In earning the win on Sunday, Colon became the 18th pitcher to have beaten all 30 major league teams. The others: Al Leiter, Kevin Brown, Terry Mulholland, Curt Schilling, Woody Williams, Jamie Moyer, Randy Johnson, Barry Zito, A.J. Burnett, Javier Vazquez, Vicente Padilla, Derek Lowe, Dan Haren, Kyle Lohse, Tim Hudson, John Lackey, and Max Scherzer.

Colon had failed to earn the win in his previous four attempts against the Diamondbacks. One start came in 2006, one in 2015, and two last season.

There are currently nine active pitchers on the precipice of beating all 30 teams.
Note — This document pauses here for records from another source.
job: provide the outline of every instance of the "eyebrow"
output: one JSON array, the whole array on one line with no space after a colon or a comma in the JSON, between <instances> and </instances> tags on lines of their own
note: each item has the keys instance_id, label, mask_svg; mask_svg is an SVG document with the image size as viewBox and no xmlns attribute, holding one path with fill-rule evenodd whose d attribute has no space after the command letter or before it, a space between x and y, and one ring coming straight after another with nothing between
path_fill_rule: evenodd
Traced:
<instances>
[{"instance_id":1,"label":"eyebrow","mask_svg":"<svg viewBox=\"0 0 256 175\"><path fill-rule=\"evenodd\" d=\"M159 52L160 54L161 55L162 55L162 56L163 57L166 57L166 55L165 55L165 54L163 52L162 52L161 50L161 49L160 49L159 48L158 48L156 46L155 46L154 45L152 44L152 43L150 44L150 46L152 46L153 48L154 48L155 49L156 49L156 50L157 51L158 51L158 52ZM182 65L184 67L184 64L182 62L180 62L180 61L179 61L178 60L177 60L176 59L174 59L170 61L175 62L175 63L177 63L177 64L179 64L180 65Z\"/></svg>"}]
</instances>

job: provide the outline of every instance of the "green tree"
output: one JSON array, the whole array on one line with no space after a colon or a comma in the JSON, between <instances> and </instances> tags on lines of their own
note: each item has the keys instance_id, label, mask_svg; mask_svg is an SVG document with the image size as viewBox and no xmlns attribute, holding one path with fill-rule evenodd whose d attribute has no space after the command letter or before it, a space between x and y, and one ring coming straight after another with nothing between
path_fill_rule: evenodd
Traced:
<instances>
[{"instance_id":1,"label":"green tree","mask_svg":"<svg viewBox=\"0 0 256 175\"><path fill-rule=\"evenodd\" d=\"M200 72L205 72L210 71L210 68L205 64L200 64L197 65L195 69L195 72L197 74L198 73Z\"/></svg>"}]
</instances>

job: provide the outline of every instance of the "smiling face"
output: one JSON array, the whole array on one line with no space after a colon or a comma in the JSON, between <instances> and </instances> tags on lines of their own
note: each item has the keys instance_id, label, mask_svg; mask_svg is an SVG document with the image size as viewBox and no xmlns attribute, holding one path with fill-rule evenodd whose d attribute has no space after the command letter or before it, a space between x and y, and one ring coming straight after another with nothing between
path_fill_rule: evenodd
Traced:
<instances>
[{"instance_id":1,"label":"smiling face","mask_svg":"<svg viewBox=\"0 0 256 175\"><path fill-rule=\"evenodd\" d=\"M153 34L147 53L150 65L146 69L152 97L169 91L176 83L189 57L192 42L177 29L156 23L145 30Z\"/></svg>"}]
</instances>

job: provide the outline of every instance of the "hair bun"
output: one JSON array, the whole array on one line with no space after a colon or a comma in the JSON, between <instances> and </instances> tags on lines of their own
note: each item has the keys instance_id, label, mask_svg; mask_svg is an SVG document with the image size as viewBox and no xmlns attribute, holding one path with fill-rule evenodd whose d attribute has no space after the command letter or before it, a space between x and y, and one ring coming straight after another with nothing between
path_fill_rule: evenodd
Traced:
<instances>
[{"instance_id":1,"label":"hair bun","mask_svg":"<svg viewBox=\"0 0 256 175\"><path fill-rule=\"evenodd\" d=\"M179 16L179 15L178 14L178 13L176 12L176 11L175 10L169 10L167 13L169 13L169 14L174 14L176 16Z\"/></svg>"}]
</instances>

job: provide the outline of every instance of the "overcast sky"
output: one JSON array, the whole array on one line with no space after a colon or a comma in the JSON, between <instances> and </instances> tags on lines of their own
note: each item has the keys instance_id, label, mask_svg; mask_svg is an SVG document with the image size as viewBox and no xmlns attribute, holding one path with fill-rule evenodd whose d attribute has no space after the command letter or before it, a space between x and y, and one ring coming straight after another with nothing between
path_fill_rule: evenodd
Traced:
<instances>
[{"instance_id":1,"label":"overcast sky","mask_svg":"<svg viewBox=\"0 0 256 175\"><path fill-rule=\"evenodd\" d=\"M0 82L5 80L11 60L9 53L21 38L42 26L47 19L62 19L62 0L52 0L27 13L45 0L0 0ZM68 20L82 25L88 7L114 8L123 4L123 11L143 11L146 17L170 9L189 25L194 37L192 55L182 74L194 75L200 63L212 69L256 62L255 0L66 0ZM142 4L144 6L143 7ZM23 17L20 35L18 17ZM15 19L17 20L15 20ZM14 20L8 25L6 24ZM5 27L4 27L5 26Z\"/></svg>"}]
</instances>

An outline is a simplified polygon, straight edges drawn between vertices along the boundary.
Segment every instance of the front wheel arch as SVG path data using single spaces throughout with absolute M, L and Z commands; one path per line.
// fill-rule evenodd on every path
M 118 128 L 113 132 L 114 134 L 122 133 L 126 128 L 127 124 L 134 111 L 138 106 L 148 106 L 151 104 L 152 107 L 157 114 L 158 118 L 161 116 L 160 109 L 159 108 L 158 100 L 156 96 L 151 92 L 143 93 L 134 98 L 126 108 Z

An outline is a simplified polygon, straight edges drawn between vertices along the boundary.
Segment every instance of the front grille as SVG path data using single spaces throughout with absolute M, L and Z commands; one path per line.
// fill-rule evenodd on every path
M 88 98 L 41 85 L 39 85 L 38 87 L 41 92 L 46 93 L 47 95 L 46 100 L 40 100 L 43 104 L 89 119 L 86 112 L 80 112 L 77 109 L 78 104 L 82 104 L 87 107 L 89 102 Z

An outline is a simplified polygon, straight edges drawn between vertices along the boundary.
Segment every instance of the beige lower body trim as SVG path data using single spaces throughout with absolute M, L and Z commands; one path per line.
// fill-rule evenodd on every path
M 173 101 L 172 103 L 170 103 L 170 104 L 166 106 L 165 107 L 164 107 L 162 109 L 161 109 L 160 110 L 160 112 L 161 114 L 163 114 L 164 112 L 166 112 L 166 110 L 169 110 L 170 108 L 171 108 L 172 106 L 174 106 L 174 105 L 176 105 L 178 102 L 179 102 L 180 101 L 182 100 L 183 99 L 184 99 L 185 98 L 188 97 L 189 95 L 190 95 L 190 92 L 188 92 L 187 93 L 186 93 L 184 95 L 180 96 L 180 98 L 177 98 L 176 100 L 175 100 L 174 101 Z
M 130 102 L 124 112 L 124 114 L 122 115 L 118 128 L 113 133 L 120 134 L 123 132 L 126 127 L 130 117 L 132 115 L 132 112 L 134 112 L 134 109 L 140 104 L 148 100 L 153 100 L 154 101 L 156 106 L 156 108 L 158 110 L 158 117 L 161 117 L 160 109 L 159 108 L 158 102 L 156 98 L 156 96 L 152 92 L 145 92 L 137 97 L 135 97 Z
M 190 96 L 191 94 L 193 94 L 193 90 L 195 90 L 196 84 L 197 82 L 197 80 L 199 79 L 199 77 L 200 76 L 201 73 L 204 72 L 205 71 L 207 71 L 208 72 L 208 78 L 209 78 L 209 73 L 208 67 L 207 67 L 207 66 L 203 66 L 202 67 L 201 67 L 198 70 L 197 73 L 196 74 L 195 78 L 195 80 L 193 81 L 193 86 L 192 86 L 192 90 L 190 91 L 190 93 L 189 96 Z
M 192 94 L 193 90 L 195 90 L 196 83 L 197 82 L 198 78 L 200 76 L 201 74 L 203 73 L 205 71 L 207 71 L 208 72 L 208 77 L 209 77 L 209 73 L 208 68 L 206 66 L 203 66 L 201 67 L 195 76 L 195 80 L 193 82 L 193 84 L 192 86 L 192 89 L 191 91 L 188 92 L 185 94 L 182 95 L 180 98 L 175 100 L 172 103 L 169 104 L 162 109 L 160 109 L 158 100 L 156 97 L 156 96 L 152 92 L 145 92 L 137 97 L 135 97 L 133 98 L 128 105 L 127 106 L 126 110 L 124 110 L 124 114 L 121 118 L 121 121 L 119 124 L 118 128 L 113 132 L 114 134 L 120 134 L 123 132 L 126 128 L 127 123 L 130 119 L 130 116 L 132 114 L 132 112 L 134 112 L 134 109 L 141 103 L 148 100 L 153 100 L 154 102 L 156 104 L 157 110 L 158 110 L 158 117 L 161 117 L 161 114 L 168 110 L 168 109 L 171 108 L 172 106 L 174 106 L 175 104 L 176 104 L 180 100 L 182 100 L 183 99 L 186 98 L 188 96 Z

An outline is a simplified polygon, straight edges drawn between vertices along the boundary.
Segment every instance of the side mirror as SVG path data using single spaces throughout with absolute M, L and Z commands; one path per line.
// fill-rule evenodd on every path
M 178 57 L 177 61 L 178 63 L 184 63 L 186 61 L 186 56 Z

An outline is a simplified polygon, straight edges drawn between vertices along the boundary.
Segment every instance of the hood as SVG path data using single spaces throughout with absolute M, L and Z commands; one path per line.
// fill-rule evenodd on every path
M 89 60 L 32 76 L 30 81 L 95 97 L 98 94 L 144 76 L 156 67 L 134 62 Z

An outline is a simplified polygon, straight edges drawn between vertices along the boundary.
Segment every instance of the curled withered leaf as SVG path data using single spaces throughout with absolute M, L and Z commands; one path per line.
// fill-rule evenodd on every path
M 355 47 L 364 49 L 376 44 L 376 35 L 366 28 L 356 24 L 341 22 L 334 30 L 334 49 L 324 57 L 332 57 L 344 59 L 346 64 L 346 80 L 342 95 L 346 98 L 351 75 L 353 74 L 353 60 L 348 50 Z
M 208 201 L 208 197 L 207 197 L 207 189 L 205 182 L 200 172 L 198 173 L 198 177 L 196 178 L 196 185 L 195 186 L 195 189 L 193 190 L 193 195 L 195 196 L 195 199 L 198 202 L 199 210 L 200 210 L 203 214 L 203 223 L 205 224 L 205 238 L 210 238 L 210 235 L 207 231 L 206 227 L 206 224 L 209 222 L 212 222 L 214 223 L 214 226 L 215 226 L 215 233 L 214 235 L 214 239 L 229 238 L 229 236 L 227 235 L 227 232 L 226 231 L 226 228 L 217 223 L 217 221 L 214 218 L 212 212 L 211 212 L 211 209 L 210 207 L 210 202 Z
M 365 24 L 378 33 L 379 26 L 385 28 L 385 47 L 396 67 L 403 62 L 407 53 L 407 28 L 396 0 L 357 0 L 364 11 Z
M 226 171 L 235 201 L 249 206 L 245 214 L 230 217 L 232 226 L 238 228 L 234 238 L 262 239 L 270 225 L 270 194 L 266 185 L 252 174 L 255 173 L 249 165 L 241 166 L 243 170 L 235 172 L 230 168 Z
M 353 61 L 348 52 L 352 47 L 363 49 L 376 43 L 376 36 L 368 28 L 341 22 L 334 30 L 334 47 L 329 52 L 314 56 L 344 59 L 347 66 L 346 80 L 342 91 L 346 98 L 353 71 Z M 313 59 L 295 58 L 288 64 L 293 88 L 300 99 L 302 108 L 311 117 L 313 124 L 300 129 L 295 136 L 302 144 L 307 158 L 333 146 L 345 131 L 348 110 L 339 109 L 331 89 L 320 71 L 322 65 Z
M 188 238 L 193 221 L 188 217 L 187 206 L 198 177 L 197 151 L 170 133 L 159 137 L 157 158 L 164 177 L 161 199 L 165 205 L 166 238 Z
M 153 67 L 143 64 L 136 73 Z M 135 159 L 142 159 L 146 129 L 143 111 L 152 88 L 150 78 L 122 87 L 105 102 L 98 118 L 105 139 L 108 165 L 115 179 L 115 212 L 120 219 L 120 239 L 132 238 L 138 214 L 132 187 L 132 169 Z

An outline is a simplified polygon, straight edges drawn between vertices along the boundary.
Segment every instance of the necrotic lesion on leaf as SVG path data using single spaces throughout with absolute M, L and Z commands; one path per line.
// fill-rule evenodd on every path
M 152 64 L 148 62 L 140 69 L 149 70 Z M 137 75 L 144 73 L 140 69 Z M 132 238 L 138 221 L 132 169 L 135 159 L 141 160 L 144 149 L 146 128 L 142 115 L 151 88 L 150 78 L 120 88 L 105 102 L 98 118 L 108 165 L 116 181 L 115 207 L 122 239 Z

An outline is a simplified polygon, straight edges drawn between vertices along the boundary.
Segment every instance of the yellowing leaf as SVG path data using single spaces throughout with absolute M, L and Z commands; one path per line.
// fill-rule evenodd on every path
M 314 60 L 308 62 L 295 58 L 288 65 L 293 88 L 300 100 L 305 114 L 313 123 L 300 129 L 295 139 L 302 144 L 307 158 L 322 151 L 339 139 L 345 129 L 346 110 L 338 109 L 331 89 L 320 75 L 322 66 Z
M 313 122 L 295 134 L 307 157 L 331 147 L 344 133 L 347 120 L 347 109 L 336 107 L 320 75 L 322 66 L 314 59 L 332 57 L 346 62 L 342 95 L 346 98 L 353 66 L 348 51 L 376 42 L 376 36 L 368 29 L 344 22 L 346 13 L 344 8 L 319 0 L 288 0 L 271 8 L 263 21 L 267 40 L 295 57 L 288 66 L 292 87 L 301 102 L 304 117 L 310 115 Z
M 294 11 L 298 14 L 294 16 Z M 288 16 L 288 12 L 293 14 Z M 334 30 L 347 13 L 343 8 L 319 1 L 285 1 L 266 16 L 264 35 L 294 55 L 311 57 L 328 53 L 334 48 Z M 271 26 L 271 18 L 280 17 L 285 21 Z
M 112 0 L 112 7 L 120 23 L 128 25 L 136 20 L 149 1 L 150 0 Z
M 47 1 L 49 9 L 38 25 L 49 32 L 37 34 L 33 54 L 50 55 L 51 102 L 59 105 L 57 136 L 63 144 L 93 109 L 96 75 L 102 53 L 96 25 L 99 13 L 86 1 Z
Their names and the teams they’ve yet to beat: CC Sabathia (Marlins), Zack Greinke (Royals), Ervin Santana (Brewers), Ubaldo Jimenez (Rockies), Francisco Liriano (Marlins), J.A. Happ (Dodgers), Scott Kazmir (Brewers), Jon Lester (Red Sox), Edwin Jackson (Braves). Additionally, R.A. Dickey has yet to beat the Rockies and Cubs, Joe Blanton hasn’t beaten the Yankees and Athletics, and Jake Arrieta is winless against the Cubs and Mariners.